Malgré la circulaire Ayrault sur le logiciel libre, malgré la lutte menée par Bercy contre les mécanismes d'optimisation fiscale des grands noms américains du logiciel, la Défense envisage de reconduire son contrat cadre géant avec Microsoft. Qui facturera depuis l'Irlande.

Selon le Canard Enchaîné, le ministère de la Défense s'apprête à reconduire le contrat de quatre ans qui le lie à Microsoft depuis 2009. A l'époque, ce dernier avait suscité de nombreux remous. En raison de sa forme tout d'abord. Signé par la Dirisi (Direction interarmée des réseaux d’infrastructure et des systèmes d’information), cet accord-cadre, d’une durée de quatre ans, portait sur le « maintien en condition opérationnelle des systèmes informatiques avec option d’achat ». Passé sans appel d'offres, il prévoyait pour 100 euros HT par poste et par an l'accès à un vaste catalogue de logiciels (pas moins de 450 000 licences y étaient référencées, pour des technologies tant côté client que serveur). Microsoft se rattrapant sur les volumes puisque le contrat portait sur 188 500 postes la première année (avec des ajustements possibles pendant la durée du contrat entre 170 000 et 240 000 postes). 

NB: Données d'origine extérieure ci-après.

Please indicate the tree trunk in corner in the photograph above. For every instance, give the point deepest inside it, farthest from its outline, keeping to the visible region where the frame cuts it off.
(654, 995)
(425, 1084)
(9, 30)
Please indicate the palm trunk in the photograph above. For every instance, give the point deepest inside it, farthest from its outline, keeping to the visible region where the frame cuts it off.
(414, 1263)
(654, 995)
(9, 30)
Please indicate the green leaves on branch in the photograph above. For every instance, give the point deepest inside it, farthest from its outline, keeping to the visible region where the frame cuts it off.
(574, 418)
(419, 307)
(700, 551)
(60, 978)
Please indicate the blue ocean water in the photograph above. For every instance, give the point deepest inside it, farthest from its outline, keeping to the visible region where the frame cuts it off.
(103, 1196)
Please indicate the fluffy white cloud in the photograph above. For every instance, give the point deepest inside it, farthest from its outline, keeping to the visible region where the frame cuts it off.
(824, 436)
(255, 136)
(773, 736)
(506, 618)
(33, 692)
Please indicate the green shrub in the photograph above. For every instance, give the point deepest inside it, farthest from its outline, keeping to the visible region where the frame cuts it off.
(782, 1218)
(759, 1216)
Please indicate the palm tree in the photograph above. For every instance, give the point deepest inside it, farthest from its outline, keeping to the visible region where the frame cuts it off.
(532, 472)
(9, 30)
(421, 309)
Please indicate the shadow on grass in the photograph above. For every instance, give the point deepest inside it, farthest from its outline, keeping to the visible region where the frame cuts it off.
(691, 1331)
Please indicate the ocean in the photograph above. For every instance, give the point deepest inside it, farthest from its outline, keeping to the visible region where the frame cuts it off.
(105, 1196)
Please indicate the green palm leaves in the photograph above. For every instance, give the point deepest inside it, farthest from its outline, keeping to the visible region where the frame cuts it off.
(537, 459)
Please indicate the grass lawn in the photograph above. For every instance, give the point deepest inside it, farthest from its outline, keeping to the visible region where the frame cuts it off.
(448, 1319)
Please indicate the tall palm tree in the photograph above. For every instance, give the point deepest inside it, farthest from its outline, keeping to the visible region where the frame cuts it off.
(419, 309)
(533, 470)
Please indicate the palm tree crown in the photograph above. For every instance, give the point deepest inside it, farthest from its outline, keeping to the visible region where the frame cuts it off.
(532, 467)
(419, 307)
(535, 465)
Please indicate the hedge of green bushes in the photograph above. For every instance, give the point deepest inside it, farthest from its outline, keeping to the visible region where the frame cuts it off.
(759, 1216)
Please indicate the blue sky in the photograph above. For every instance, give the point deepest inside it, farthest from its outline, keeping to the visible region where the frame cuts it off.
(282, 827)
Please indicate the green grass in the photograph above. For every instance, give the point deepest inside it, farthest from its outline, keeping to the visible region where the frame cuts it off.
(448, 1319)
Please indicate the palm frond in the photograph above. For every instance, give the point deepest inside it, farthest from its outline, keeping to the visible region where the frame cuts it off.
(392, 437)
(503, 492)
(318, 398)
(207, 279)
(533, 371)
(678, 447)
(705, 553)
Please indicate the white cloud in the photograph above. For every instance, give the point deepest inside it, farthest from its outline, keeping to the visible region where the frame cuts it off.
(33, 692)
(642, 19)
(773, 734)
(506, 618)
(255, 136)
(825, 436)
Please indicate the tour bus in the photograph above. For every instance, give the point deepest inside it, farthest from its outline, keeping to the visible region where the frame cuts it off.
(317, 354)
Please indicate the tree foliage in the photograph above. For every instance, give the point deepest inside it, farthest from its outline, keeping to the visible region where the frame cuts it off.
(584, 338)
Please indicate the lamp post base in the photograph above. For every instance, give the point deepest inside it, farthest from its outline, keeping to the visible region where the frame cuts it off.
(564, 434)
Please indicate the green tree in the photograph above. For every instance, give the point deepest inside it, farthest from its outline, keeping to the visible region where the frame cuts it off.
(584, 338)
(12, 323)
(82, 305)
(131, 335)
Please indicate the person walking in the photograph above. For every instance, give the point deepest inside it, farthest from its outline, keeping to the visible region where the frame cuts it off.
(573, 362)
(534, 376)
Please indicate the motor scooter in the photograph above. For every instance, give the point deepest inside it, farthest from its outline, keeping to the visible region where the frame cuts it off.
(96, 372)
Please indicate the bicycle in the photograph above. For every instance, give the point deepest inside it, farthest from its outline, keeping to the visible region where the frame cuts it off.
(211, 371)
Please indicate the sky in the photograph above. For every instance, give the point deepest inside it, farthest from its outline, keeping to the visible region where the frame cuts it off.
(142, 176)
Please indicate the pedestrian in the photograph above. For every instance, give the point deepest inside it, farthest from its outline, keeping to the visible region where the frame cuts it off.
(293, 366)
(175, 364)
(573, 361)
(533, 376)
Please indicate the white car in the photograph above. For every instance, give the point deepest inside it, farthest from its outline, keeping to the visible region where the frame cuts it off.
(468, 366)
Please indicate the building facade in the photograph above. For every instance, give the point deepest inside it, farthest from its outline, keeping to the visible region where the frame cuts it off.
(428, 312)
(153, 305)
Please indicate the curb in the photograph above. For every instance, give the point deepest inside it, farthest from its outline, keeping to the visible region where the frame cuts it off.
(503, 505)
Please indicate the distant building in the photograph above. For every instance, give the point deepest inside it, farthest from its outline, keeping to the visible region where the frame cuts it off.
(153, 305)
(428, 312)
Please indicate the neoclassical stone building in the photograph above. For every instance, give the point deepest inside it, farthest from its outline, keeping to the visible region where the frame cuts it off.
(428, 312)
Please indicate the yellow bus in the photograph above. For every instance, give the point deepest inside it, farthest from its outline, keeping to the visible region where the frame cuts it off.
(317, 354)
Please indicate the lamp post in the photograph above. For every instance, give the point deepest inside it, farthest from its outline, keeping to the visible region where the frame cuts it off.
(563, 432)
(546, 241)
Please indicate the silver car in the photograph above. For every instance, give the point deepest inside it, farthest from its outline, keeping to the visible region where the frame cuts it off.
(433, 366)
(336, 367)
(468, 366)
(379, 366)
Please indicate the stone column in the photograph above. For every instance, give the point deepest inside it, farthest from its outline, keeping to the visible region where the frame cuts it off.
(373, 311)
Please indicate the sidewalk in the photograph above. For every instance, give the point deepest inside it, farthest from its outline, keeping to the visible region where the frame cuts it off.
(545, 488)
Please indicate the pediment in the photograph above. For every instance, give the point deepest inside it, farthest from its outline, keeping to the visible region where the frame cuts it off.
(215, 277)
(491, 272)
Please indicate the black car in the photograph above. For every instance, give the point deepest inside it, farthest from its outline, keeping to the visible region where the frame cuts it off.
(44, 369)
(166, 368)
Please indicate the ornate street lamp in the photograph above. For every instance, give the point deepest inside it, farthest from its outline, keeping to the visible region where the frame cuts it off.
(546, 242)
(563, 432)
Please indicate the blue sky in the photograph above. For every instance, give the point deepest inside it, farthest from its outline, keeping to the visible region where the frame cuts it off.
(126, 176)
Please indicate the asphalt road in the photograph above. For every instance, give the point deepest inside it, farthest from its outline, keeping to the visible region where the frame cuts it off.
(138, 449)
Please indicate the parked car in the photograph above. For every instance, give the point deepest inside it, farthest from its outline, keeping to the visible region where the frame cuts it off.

Le contrat avait également choqué en raison de ses conséquences éventuelles. En 2010, le député UMP Bernard Carayon s'inquiétait du lien de dépendance que le contrat créait avec le premier éditeur mondial, d'autant que le deal s'est traduit par la création d'un centre de compétences interne, installé dans les locaux de la Dirisi au fort de Kremlin-Bicêtre. Réponse du gouvernement en 2010 : en parallèle de son contrat avec Microsoft, la Défense était supposée travailler à une alternative, basée sur des logiciels libres. Un poste de travail Open Source était même annoncé pour 2011. 

Sauf que, depuis, personne n'a entendu parler de cette soit-disant alternative libre. L'April, association de promotion du logiciel libre, explique ainsi n'avoir aucun "élément concret" permettant d'attester de la réalité de ces développements. Au point d'y voir aujourd'hui "une façon de noyer le poisson". 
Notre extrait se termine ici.